И действительно. Каждое художественное произведение,
построяемое в сфере предметных ценностей положения, хотя и
соединяется с полюсом жизни актом преодоления дуализма формы и
содержания, но все же, как мы видели, одновременно и
отстраняется от него, замыкаясь в самом себе и в отрицании
всех остальных. Художественное же произведение, построяемое в
сфере ценностей состояния, т.е. личность, совершенно не ведает
этого закона. Если каждая поэма, каждая симфония, каждая
статуя, ограничивают и обесценивают свое отношение к полюсу
жизни тем, что ничего не ведают друг о друге, то каждая
личность, будучи сама в себе вполне законченным художественным
произведением, может все же органически слиться со всеми
другими личностями, объединяя себя с ними в тех ценностях
состояния6 которые мы называем формами судьбы, конкретизуемыми
в любви, семье, обществе, нации, церкви.

Сопоставляя в заключение сферу творчества, построяемую
ценностями состояния, со сферою творчества, построяемою
предметными ценностями положения, мы видим, что в этой
(первой) сфере человек легко и свободно сочетает то отношение
к полюсу жизни, которым живо искусство, с тем отношением,
которым жива наука. Творя себя, как личность, и объединяясь с
другими личностями в форме судьбы, человека, с одной стороны,
преодолевает дуализм формы и содержания, организуя в себе
самом эти оба полюса в такое нерасторжимое единство, в котором
почти совсем погасает их различие, а с другой -- он не
замыкается в самом себе, как это делает всякое художественное
произведение, но наоборот, подобно всякому научному
постижению, входящему в постоянно развивающийся космос науки,
он полагает себя как живую монаду, творчески соединенную со
всеми остальными и изживающую поэтому становящуюся жизнь
всеединого человечества.

Таким образом уясняется, что, творя в сфере творчества,
построяемой ценностями состояния, человек ближе подходит к
полюсу жизни, чем творя в сфере творчества, построяемой
предметными ценностями положения. Этот вывод, подсказанный нам
логическим анализом творческих форм, является, конечно, лишь
обратною стороною раскрытого нами феноменологическим путем
образа творческого самоопределения жизни.

Мы видели, что в перспективе, восходящей от жизни к
творчеству, впервые возникающей сферою творчества была сфера,
построяемая ценностями состояния. Ясно, что в перспективе,
нисходящей от творчества к жизни, эта сфера должна оказаться
сферою последнею, замыкающею.

Первый этап отпадения от жизни означает для человека осознание
своей собственной личности, или осознание себя как творения.
Второй этап означает уже творческое самоутверждение себя, как
творения, т.е. утверждение себя, как творца.

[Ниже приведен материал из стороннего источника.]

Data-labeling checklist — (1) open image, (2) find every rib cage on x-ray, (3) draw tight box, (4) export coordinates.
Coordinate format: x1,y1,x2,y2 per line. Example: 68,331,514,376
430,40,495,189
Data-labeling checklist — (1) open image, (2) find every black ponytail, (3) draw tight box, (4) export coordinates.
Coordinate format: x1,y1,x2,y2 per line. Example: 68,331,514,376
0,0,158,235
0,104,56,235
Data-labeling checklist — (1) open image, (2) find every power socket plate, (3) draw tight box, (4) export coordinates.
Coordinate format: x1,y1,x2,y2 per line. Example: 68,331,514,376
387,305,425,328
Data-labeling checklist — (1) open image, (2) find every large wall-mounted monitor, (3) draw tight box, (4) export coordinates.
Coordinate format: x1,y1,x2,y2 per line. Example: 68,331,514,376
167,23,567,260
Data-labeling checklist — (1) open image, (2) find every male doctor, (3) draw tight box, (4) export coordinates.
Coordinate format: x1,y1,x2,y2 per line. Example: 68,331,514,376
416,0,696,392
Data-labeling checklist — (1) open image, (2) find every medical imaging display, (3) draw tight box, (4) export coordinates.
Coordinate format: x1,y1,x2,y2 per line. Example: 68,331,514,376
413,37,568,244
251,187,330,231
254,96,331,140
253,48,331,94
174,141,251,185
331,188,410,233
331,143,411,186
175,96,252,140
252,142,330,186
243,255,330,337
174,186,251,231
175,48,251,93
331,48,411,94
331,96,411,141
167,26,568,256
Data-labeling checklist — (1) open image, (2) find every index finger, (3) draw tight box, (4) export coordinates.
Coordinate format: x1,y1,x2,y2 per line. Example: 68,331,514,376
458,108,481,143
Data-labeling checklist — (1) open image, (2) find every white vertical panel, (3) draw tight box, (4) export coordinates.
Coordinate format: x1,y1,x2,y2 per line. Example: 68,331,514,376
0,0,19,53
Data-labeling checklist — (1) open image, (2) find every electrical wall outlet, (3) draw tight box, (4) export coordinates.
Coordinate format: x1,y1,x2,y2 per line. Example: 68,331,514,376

А потому понятно, что на пути возвращения к жизни человек
сначала погашает себя, как творца, творящего свои предметные
ценности, а потом уже погашает себя, и как обособленное в
особых творческих формах творение.

ГЛАВА ЧЕТВЕРТАЯ. Миросозерцательное истолкование понятий жизни
и творчества.

Прежде чем перейти к раскрытию собственного содержания этой
главы, нам представляется не лишним еще раз вкратце
сформулировать то, что нами уже достигнуто в трех предыдущих
главах. Признав в истории философии внешний повод, а во
внутреннем переживании подлинную основу нашей философии, мы
отпрепарировали данные нам историей и внутренним переживанием
понятия жизни и творчества в научном анализе
трансцендентальной идеи положительного всеединства и в
категории субъект-объектного дуализма.

Таков ход наших размышлений. Его же сущность заключается в
следующем: переживая, человек знает в сущности только два
принципиально отличных друг от друга переживания. Первое, это
то, когда, переживая, человек переживает себя, мир и
бесконечную полному всевозможных отношений между собою и
миром. Второе, это то, когда, переживая, человек ничего не
ведает ни о себе, ни о мире, ни об отношениях между собою и
миром, ни о том даже, что он живет и переживает. Переживание
это таково, что человек знает о нем в сущности лишь в орме
знания о прерывности первого переживания. Знает приблизительно
так, как, пробуждаясь от глубокого, без сновидений сна человек
все-таки определенно знает, что он спал.

Первое переживание мы именуем переживанием творчества, второе
-- переживанием жизни. Каждое из этих переживаний знаменуется
в сфере теоретической мысли определенным понятием. Переживание
творчества -- понятием субъект-объектного дуализма,
переживание жизни -- понятием положительного всеединства.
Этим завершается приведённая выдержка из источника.